At MartinArts, Turrell welcomes the shift to digital art. “It’s fascinating to see the rise of digital,” she says. “This word barely describes the many aspects of the art form.” Like most works of art, digital art can be best understood by visiting installations. Said Turrell: “See an installation by Jennifer Steinkamp at the Clark Art Institute in Massachusetts really opened my eyes to the beauty of digital art. Steinkamp is known for using video and new media to explore ideas about space, movement and perception.
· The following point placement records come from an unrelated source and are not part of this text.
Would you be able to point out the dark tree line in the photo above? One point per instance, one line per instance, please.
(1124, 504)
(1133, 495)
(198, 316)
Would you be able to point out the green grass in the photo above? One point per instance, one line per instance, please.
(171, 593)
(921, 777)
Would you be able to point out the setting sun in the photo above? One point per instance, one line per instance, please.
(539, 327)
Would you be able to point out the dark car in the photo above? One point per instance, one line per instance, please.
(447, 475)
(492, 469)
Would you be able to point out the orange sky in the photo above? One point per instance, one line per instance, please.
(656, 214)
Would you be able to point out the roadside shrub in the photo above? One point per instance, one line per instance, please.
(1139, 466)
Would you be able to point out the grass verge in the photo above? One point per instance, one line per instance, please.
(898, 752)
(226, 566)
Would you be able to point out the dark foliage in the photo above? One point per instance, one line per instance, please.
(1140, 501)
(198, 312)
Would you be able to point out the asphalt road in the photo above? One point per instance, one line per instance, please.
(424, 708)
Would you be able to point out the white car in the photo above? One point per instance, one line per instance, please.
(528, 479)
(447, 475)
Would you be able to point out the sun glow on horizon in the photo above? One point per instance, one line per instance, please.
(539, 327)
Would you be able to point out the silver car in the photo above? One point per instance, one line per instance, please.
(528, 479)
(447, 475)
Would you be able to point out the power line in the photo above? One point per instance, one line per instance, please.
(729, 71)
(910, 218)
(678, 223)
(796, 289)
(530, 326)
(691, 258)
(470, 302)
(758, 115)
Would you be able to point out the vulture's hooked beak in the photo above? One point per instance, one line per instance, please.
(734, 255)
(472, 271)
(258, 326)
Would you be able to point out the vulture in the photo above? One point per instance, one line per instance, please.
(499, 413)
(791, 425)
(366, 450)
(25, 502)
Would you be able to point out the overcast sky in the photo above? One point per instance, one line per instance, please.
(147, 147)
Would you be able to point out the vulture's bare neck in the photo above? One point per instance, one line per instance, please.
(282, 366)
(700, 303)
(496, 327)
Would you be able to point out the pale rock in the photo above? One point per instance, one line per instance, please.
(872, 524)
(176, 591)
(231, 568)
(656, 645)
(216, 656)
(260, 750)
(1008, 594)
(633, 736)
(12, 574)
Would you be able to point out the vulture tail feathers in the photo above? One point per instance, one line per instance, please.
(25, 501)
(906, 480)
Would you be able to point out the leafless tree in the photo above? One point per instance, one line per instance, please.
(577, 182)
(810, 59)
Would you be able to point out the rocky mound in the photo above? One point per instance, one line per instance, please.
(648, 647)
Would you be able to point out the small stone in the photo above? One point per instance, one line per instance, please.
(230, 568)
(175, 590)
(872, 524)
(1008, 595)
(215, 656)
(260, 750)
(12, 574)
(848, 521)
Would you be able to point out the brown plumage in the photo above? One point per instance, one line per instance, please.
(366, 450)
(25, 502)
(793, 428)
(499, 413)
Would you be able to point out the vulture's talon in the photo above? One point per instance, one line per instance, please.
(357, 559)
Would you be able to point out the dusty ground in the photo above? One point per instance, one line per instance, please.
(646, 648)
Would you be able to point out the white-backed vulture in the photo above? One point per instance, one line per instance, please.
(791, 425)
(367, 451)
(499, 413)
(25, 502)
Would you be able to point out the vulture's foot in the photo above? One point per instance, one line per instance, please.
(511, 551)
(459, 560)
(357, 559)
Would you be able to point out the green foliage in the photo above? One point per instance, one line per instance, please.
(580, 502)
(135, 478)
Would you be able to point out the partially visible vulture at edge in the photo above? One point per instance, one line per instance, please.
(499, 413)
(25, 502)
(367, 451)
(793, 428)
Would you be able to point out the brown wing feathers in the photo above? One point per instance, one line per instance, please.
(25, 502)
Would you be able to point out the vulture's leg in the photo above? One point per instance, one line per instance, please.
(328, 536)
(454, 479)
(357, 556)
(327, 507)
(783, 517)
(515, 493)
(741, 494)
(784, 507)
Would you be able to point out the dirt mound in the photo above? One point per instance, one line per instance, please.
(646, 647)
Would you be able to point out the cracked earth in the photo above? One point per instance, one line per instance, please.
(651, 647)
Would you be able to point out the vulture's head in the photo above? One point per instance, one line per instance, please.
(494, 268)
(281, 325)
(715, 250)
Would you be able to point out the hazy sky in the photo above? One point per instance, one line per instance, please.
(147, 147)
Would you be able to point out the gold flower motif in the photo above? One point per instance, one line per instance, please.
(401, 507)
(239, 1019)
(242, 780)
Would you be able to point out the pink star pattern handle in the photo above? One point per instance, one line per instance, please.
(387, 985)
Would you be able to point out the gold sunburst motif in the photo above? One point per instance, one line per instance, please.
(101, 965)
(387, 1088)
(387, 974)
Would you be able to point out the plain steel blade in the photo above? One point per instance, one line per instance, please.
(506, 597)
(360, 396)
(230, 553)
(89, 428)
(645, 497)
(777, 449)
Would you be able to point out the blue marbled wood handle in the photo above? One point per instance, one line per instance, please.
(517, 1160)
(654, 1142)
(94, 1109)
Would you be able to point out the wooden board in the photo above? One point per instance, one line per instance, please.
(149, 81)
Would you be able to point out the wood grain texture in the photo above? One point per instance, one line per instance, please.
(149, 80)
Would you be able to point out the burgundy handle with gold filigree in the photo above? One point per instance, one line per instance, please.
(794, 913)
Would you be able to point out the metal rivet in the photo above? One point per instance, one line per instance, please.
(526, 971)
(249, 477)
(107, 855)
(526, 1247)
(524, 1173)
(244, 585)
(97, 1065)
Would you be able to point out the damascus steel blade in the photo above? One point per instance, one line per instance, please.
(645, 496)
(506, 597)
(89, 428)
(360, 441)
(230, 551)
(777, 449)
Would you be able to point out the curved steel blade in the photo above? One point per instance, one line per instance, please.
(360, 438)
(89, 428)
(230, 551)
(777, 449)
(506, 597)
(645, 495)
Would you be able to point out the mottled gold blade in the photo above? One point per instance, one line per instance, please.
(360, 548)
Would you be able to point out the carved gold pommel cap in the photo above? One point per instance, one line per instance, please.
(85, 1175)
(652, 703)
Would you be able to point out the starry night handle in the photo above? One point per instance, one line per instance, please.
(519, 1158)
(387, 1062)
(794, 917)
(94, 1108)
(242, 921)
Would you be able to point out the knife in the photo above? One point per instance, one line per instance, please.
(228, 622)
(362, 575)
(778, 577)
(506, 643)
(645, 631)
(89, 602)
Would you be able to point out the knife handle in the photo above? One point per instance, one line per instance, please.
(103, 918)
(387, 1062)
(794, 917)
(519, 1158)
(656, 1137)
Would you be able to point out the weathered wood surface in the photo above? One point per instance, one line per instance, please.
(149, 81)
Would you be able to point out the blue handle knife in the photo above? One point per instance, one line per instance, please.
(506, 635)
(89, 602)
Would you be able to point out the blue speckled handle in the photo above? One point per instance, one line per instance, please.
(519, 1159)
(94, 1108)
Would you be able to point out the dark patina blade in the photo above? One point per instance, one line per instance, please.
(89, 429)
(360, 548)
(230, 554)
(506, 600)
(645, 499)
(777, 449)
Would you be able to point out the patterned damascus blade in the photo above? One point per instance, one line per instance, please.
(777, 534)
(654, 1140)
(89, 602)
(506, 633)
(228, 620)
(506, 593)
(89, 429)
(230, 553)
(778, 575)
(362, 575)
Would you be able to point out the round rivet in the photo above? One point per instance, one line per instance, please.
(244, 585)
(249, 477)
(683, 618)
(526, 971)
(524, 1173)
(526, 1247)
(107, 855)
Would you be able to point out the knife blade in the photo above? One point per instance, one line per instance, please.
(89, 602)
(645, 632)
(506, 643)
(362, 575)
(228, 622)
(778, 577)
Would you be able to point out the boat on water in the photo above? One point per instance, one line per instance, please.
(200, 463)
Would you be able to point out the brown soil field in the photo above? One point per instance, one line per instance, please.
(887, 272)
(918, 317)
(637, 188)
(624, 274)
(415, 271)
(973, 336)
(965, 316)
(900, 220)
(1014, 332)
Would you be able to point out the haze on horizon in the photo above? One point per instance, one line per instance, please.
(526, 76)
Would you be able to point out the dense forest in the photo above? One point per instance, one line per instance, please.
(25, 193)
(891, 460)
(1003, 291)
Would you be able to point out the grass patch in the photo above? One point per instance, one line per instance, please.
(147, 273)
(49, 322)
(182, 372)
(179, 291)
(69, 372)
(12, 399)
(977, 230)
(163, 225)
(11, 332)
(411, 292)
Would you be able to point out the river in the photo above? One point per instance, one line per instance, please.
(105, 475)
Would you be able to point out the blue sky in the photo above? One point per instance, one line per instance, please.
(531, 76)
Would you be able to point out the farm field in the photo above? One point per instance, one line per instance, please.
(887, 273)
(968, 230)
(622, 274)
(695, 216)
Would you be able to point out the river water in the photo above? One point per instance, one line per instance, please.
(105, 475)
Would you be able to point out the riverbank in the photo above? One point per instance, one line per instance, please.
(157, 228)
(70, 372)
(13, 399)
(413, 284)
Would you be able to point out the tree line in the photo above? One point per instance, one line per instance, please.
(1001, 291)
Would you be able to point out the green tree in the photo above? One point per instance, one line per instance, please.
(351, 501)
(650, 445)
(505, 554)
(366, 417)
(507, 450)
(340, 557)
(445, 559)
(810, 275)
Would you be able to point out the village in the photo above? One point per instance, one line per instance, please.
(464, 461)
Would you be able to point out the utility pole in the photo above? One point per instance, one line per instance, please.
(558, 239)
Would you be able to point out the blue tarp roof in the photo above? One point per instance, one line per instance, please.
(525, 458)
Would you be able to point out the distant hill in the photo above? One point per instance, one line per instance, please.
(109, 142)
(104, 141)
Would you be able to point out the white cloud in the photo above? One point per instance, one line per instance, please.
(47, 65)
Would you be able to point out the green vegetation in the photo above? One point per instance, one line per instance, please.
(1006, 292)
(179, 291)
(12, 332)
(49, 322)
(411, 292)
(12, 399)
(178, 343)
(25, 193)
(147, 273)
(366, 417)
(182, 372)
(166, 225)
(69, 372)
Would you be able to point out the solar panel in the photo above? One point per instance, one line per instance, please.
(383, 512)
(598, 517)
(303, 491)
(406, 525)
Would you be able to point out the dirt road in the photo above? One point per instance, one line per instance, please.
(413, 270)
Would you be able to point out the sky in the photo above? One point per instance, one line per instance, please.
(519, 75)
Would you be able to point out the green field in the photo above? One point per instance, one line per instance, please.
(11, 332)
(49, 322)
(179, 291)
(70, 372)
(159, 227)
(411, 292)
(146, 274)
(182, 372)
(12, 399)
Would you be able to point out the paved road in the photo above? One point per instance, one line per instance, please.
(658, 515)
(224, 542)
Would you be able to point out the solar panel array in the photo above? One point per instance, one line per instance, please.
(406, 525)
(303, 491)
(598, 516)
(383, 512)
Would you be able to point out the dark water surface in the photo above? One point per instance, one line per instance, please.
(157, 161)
In the wide world of art, maybe a banana stuck to a wall isn’t that strange after all. “These are the antics of the art world — there is sometimes a certain irony in the cheek,” says Cohen. “But all of this draws attention to the art world, which is a good thing.”
Korniloff attributes this to the somewhat confusing industry he is so fond of: “I’ve been in the art business for over 25 years, and there are a lot of things that I just don’t understand. But that is really what it is. I don’t judge, but I know what is for me and what is not. I prefer my bananas in my cereal!